Code Practice

Code Practice#

You can find this notebook on Colab at this link.

Introduction#

In this code example, we will build a simple music captioning model.

As we’ve seen in the tutorial, music captioning is the task of processing music audio and producing natural language that describes its content.

Music-Captioning Model

The task can be framed as language modelling conditioned on music signals, and we have seen that there are different modelling paradigms through which we can achieve this. Encoder-decoder models, in particular, are a common framework used in music captioning (as well as other types of media captioning). As the name suggests, this type of model simply consists of an encoder which produces representations of the input audio and a decoder which “translates” these representations into natural language.

What we will build#

Now we put what we’ve learnt so far into practice by building and training our own encoder-decoder model for music captioning. In order to make training feasible within a short(ish) session, we use a small dataset and leverage pre-trained audio encoding and text decoding modules. But the overall principle and design is not dissimilar from more sophisticated models. More specifically, we use:

MusicFM as our audio encoder: Minz et al. A Foundation Model for Music Informatics
GPT2 as our text decoder: Radford et al. Language Models are Unsupervised Multitask Learners

Prerequisites#

Basic Python knowledge
Familiarity with deep learning concepts
Google Colab account (free!)

We build the model with PyTorch and use HuggingFace Datasets to quickly set up the data, but the code should be simple enough to follow even if you’re not too familiar with these tools.

Let’s Get Started! 🚀#

Step 1: Setting up our environment#

First, let’s set up our Google Colab environment. Create a new notebook and make sure you’ve got that GPU runtime enabled.

import torch
print("GPU Available:", torch.cuda.is_available())
print("GPU Device Name:", torch.cuda.get_device_name(0) if torch.cuda.is_available() else "No GPU")

GPU Available: False
GPU Device Name: No GPU

Step 2: Loading the data 📊#

We’ll be using a subset of the LP-MusicCaps-MTT dataset. This is great for us as as it’s not too large (3k training samples, 300 test samples) and includes 10-second clips of CC-licensed music.

%%capture
!pip install datasets transformers
import torchaudio
import torch.nn as nn
from tqdm.notebook import tqdm
from transformers import AutoModel, Wav2Vec2FeatureExtractor, GPT2LMHeadModel, GPT2Tokenizer
from datasets import load_dataset
from IPython.display import Audio

dataset = load_dataset("mulab-mir/lp-music-caps-magnatagatune-3k", split="train")

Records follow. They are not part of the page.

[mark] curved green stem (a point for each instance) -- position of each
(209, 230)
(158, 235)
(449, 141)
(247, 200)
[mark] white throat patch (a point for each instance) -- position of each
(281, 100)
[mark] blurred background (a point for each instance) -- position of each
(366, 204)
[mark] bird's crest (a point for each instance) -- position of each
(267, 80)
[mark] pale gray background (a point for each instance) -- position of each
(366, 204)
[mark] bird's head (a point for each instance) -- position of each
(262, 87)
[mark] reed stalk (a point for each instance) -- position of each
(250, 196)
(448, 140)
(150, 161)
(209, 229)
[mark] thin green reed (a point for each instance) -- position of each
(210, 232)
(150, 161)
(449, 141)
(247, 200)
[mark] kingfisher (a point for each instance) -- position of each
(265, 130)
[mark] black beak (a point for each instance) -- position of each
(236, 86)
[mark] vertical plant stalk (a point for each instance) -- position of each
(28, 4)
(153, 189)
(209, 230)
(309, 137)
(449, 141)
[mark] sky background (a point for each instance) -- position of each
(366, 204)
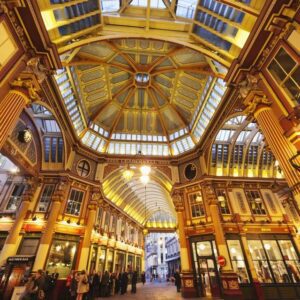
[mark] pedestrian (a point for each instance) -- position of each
(177, 280)
(143, 278)
(133, 282)
(73, 286)
(39, 285)
(105, 285)
(83, 285)
(124, 282)
(28, 294)
(95, 285)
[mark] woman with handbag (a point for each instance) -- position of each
(83, 285)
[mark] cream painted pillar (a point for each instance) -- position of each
(94, 199)
(185, 263)
(281, 147)
(229, 279)
(13, 239)
(10, 109)
(49, 229)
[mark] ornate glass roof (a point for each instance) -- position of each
(145, 76)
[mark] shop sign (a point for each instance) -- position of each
(221, 261)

---------------------------------------------------------------------------
ModuleNotFoundError                       Traceback (most recent call last)
Cell In[2], line 2
      1 get_ipython().system('pip install datasets transformers')
----> 2 import torchaudio
      3 import torch.nn as nn
      4 from tqdm.notebook import tqdm

ModuleNotFoundError: No module named 'torchaudio'

print("Original Magnatagatune Tags: ", dataset[10]['tags'])
print("-"*10)
print("LP-MusicCaps Captions: ")
print("\n".join(dataset[10]['texts']))
Audio(dataset[10]['audio']["array"], rate=22050)

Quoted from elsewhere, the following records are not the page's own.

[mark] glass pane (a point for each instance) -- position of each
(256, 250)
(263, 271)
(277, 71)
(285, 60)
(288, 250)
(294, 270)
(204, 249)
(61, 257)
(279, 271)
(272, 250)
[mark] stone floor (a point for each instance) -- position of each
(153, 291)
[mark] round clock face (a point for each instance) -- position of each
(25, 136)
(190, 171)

---------------------------------------------------------------------------
NameError                                 Traceback (most recent call last)
Cell In[3], line 1
----> 1 print("Original Magnatagatune Tags: ", dataset[10]['tags'])
      2 print("-"*10)
      3 print("LP-MusicCaps Captions: ")

NameError: name 'dataset' is not defined

Step 3: Creating our dataset class 🎨#

In order to pass our training (music, caption) pairs to the model, let’s create a dataset class to process the data and load it in the correct format.

import torch
import random
from torch.utils.data import Dataset

class MusicTextDataset(Dataset):
    def __init__(self, split="train"):
        self.data = load_dataset("mulab-mir/lp-music-caps-magnatagatune-3k", split=split)
        musicfm_embeds = load_dataset("mulab-mir/lp-music-caps-magnatagatune-3k-musicfm-embedding", split=split)
        self.track2embs = {i["track_id"]:i["embedding"] for i in musicfm_embeds}

    def __len__(self):
        return len(self.data)

    def __getitem__(self, index: int):
        item = self.data[index]
        text = random.choice(item['texts'])
        embeds = torch.tensor(self.track2embs[item['track_id']]).unsqueeze(0)
        return {
            "text": text,
            "embeds": embeds
        }

train_dataset = MusicTextDataset(split="train")
test_dataset = MusicTextDataset(split="test")
tr_dataloader = torch.utils.data.DataLoader(train_dataset, batch_size=32, shuffle=True, drop_last=True)
te_dataloader = torch.utils.data.DataLoader(test_dataset, batch_size=32, shuffle=False, drop_last=True)

for item in test_dataset:
    print(item)
    break

{'text': 'A powerful female Indian vocalist captivates listeners with her mesmerizing rock singing, infusing her foreign roots into an electrifying blend of contemporary sounds, delivering a captivating performance that evades the realm of opera.', 'embeds': tensor([[ 0.5781, -0.0933, -0.1426,  ...,  0.1165, -0.2231, -1.4524]])}

Step 4: Building and training our model 🏗️#

Now we move to the model part, and start by writing the code for the model architecture. This consists of:

MusicFM for music understanding (audio encoder)
GPT-2 for generating captions (text decoder)
A mapping module to project audio embeddings extracted through MusicFM to the input space of our text decoder. These are then passed to GPT2 as a prefix

class MusicCaptioningModel(torch.nn.Module):
    def __init__(self):
        super().__init__()
        # Initialize the GPT-2 model and tokenizer
        self.text_model = GPT2LMHeadModel.from_pretrained("gpt2")
        self.text_tokenizer = GPT2Tokenizer.from_pretrained("gpt2")
        if self.text_tokenizer.pad_token is None:
            self.text_tokenizer.pad_token = "[PAD]"
            self.text_tokenizer.pad_token_id = self.text_tokenizer.convert_tokens_to_ids("[PAD]")
        self.text_model.resize_token_embeddings(len(self.text_tokenizer))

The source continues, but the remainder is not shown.